First I tried rerunning the original definition and test cell. But when I re-ran that cell, my email parsing function suddenly started throwing an error in the message_from_string method:
AttributeError: 'list' object has no attribute 'message_from_string'
So that was bizarre. This was exactly the same function, called on exactly the same data: cleanDoc(enronEmails[0][1])
. The function was working, on the same data, and I haven't changed it.
So checked to make extra-sure I didn't mutate the data. enronEmails[0][1]
was still a string. Not a list. I have no idea why traceback was of the opinion that I was passing a list to cleanDoc(). I wasn't.
But the plot thickens
So then I went to a make a gist to create a wholly reproducible example for the purpose of posting this SO question. I started with the working part. The gist: https://gist.github.com/paultopia/c8c3e066c39336e5f3c2.
To make sure it was working, first I stuck it in a normal .py file and ran it from command line. It worked.
Then I stuck it in a cell at the bottom of my ipython notebook with all the other stuff in it. That worked too.
Then I tried the parseEmail function on enronEmails[0][1]
. That worked again. Then I went all the way back up to the original cell that was throwing an error not five minutes ago and re-ran it (including the import from sklearn, and including the original definition of all functions). And it freaking worked.
BUT THEN I then went back in and tried again with the list comprehensions and such. And this time, I kept track more carefully of what was going on. Adding the following cells:
1.
def atLeastThreeString(cleandoc):
return ' '.join([w for w in cleandoc if len(w)>2])
print atLeastThreeString(cleanDoc(enronEmails[0][1]))
THIS works, and produces the expected output: a string with words over 2 letters. But then: 2.
justEmails = [email[1] for email in enronEmails]
bigEmailsList = [atLeastThreeString(cleanDoc(email)) for email in justEmails]
and all of a sudden it starts throwing a whole new error, same place in the traceback:
AttributeError: 'unicode' object has no attribute 'message_from_string'
which is extra funny, because I was passing it unicode strings a minute ago and it was doing just fine. And, just to thicken the plot, then going back and rerunning cleanDoc(enronEmails[0][1])
throws the same error
This is driving me insane. How is it possible that creating a new list, and then attempting to run function A on that list, not only throws an error on the new list, but ALSO causes function A to throw an error on data that it was previously working on? I know I'm not mutating the original list...

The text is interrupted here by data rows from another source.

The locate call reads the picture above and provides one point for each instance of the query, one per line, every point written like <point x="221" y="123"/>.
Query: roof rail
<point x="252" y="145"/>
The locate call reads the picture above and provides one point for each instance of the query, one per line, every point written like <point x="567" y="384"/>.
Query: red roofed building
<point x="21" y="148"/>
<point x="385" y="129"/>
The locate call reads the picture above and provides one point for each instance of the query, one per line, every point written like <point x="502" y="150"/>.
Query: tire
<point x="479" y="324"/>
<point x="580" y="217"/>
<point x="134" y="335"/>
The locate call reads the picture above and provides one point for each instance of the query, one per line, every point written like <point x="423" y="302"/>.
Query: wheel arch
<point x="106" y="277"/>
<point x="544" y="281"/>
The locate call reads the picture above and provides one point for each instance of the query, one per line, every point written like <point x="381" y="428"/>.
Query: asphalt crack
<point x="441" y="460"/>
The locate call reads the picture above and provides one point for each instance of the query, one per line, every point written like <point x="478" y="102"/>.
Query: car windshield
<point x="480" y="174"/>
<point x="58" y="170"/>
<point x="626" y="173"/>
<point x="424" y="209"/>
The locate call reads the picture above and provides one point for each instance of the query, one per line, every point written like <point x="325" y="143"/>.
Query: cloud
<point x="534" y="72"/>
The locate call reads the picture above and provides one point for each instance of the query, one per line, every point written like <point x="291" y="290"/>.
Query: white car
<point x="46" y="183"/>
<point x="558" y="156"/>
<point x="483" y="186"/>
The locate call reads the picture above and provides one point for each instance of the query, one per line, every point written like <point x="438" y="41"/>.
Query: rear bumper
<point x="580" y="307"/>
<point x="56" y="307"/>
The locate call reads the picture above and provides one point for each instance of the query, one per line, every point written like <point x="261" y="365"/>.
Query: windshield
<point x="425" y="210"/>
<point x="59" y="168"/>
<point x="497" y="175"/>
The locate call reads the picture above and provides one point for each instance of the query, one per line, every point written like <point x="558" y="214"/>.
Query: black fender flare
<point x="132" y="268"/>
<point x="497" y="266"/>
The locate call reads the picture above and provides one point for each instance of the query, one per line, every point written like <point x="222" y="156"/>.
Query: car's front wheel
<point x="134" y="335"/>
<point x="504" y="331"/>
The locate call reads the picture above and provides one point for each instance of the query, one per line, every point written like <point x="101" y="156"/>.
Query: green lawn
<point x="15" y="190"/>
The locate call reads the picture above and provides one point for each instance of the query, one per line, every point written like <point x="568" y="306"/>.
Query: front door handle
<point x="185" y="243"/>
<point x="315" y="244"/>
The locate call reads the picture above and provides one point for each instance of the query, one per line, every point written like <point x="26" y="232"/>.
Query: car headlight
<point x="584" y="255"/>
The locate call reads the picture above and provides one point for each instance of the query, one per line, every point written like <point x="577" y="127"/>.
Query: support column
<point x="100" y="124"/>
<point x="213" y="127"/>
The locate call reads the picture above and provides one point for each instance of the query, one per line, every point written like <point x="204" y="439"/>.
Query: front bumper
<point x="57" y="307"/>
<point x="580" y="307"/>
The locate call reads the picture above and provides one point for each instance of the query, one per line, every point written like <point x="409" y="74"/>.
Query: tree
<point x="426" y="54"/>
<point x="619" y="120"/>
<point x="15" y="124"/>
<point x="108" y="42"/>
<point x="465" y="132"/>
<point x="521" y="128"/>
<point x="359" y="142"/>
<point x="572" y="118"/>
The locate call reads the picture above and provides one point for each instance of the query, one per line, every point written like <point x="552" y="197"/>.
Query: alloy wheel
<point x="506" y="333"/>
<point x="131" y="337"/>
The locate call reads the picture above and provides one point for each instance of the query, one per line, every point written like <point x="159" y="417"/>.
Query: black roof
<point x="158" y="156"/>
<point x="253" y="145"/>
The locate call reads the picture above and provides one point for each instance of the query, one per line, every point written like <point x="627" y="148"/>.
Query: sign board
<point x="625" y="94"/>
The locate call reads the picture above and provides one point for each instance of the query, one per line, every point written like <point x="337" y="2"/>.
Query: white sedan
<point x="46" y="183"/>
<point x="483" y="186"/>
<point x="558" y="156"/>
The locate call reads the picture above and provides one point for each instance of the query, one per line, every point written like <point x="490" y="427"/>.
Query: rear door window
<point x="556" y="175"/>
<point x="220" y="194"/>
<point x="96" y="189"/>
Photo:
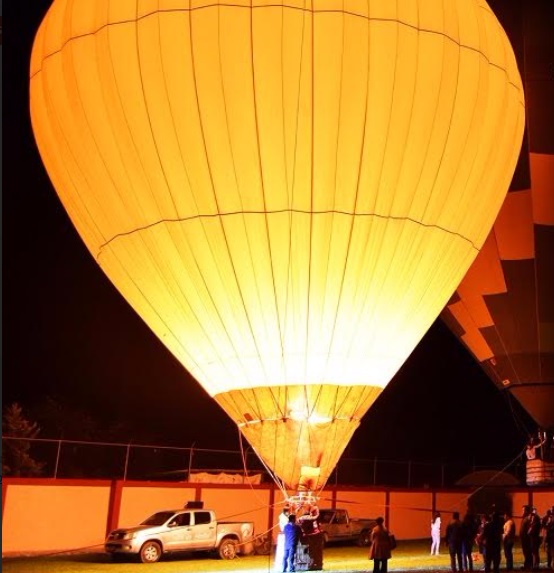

I've posted the entire notebook in html form here, if anyone wants to see full code and traceback: http://paul-gowder.com/wtf.html The relevant parts start about 2/3 of the way down, at the cells numbered 24-5, where it works, and then the cell numbered 26, where it blows up.
help??
Another edit: I've added some more debugging efforts to the bottom of the above-linked html notebook. As you can see, I've traced the problem down to the act of looping, whether done implicitly in list comprehension form or explicitly. My function works on an individual item in the list of just e-mails, but then fails on every single item when I try to loop over that list, except when I use map() to do it. ???? Has the world gone insane?